This algorithm starts by considering the entire list (with the "goalposts" at either end. It then looks at the middle element. If that isn't the target, then it moves the appropriate goalpost to that middle spot, thereby throwing away the half of the list and narrowing the search field. This continues until the target is found or the goalposts have moved "past" one another, at which point the search ends. See [this animation](http://www.cs.armstrong.edu/liang/animation/web/BinarySearch.html) for an example of how it works.

(Note that this is an example of _indefinite iteration_: you don't know how many times you'll need to cut the list in half before searching, so you use a `while` loop!)

So how fast is a binary search? Using a timer will demonstrate that _binary search_ is much faster than _linear search_ (as the list gets large), but how much faster?

The intuition behind the speed of a binary search is as follows: Each time through the loop (each "comparison") effectively lets you reduce the size of the list by *half*. So if there are **`N`** items in the list, the first time through the loop reduces the list to **`N*(1/2)`** items, the second time through reduces is to **`N*(1/2)*(1/2)`**, etc. In the worst case, you will need to cut the list in half until you have reduced the list to exactly one item, or:

&nbsp; ![](img/searching/binary-search-eq1.png "Binary complexity equation")

We can solve this equation for the number of `loops`:

&nbsp; ![](img/searching/binary-search-eq2.png "Binary complexity equation")

Thus binary search's speed is a **logarithmic function** of the size of the list: that is, if you double the size of the list, the number of comparisons you need to do (the number of times through the loop) _increases by just 1_.

![Logarithmic time complexity. Image by Nick Salloum.](img/searching/logarithmic-time.png)
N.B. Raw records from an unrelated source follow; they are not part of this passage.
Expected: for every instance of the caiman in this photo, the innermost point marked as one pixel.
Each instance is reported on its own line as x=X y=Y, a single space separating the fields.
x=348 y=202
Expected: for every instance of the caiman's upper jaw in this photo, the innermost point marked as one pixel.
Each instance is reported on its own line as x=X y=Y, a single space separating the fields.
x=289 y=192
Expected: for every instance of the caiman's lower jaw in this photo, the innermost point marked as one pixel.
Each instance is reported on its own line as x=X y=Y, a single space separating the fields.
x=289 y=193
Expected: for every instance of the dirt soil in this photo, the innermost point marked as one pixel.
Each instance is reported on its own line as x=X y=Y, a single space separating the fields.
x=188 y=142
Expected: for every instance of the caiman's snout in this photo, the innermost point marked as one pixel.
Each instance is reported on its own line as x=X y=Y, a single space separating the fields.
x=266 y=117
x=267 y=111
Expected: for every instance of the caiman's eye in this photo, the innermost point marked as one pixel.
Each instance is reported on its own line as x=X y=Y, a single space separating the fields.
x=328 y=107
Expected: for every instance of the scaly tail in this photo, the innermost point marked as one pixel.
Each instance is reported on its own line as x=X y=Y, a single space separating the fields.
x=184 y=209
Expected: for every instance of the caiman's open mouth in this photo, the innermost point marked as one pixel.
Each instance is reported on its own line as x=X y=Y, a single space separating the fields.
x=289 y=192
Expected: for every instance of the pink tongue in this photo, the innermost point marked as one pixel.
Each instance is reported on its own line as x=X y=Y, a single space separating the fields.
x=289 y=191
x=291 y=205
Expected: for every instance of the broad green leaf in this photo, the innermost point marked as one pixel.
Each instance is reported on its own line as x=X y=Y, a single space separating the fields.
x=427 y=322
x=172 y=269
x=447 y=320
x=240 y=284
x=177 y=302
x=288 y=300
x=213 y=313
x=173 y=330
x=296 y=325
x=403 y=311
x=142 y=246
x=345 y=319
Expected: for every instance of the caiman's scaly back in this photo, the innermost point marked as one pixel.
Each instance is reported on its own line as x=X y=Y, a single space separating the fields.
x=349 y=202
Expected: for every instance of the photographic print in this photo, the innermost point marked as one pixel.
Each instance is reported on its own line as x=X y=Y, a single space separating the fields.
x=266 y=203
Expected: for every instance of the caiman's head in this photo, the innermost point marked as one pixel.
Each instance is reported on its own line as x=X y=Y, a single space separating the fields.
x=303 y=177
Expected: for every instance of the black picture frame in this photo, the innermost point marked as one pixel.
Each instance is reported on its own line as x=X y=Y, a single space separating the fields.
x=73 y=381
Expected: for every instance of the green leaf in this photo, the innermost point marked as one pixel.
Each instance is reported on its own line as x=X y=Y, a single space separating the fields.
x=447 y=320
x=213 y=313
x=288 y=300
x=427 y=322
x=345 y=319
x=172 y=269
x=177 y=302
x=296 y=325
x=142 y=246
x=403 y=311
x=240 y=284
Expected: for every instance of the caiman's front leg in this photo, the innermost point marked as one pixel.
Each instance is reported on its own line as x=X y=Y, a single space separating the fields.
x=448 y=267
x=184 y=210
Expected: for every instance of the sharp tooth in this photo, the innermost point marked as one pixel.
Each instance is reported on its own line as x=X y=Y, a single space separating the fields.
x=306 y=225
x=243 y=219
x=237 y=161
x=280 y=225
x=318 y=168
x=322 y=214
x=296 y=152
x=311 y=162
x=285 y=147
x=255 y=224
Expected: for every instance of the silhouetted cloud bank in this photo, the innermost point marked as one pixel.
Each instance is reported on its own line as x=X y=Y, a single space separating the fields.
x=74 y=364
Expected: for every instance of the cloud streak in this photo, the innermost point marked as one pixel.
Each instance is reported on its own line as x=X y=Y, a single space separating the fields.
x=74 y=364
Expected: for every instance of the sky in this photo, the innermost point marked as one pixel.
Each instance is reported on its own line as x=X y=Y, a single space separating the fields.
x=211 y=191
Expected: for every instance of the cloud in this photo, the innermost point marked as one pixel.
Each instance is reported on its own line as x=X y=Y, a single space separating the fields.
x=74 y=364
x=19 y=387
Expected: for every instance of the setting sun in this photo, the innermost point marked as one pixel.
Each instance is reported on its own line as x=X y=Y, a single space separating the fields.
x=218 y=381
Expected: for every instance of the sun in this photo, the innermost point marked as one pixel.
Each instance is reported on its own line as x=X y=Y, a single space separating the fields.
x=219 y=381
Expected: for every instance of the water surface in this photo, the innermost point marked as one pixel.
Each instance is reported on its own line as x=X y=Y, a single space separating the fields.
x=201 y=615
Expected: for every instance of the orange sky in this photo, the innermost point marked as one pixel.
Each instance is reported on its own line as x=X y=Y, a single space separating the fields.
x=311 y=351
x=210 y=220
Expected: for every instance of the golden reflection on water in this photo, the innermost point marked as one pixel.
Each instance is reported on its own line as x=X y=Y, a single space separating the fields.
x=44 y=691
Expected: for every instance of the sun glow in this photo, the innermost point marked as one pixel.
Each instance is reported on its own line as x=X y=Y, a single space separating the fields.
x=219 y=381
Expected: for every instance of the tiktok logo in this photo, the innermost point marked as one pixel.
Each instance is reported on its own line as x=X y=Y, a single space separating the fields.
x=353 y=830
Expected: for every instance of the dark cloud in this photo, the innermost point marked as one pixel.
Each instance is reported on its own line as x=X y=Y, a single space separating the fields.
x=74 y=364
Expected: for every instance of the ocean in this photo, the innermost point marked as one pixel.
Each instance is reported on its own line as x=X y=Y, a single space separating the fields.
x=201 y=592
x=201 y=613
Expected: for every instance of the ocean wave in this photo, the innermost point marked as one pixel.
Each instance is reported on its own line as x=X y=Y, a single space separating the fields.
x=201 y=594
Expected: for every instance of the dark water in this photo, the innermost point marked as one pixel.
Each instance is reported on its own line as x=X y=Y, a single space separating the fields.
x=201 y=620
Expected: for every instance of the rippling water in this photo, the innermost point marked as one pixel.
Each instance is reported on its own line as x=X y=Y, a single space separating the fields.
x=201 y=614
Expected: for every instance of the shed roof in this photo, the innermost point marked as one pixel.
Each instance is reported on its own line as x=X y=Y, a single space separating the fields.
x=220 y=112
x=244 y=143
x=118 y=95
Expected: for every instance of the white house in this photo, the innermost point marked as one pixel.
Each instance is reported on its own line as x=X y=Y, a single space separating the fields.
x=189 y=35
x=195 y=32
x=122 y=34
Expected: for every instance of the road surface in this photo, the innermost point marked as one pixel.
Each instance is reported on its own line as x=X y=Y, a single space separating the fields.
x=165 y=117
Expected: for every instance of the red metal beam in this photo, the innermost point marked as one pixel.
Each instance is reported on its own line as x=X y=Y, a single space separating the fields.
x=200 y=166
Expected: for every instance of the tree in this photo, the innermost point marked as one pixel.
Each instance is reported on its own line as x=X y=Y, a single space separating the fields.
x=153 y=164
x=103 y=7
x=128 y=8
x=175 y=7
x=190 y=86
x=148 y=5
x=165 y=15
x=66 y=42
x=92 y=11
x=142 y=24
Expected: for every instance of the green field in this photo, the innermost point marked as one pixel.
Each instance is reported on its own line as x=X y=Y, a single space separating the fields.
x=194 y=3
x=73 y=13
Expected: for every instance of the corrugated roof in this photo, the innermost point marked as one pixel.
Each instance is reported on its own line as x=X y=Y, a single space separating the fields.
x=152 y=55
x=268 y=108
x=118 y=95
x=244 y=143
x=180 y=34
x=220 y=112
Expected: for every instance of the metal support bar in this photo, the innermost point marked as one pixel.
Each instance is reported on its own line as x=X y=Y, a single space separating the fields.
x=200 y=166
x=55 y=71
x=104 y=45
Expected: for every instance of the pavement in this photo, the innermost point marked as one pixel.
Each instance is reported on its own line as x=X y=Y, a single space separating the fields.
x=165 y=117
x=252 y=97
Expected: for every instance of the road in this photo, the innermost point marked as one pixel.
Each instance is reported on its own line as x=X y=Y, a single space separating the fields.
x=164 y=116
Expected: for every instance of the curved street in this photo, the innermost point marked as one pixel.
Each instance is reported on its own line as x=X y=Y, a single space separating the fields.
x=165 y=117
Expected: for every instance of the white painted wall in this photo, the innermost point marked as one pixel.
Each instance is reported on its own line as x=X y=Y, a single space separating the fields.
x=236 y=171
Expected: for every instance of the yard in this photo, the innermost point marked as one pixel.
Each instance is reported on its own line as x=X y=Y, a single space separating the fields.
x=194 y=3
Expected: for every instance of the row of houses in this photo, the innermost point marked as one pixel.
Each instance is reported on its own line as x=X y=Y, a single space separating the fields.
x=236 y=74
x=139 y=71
This is _drastically_ faster than a linear search.... however, it requires a list be sorted for it to work!

### Slower Algorithms: Sorting
There are [many, _many_](https://en.wikipedia.org/wiki/Sorting_algorithm) different algorithms for sorting numbers, many of which have amusing names given to them by computer scientists (Python's built-in `sorted()` method uses one called [Timsort](https://en.wikipedia.org/wiki/Timsort), named after the man who invented it). This chapter will discuss just one straightforward example for illustration purposes.

One such algorithm (**Selection Sort**) utilizes the "king-of-the-hill" search described above. This algorithm works as follows: search for ("select") the smallest item in the list. Because it is the smallest, it must be the first item in the sorted list, and can be placed there. Next, select the second-smallest item in the list (the smallest of the "unsorted" items), and place that second in the "sorted" list. Continue with this process until the entire list is sorted!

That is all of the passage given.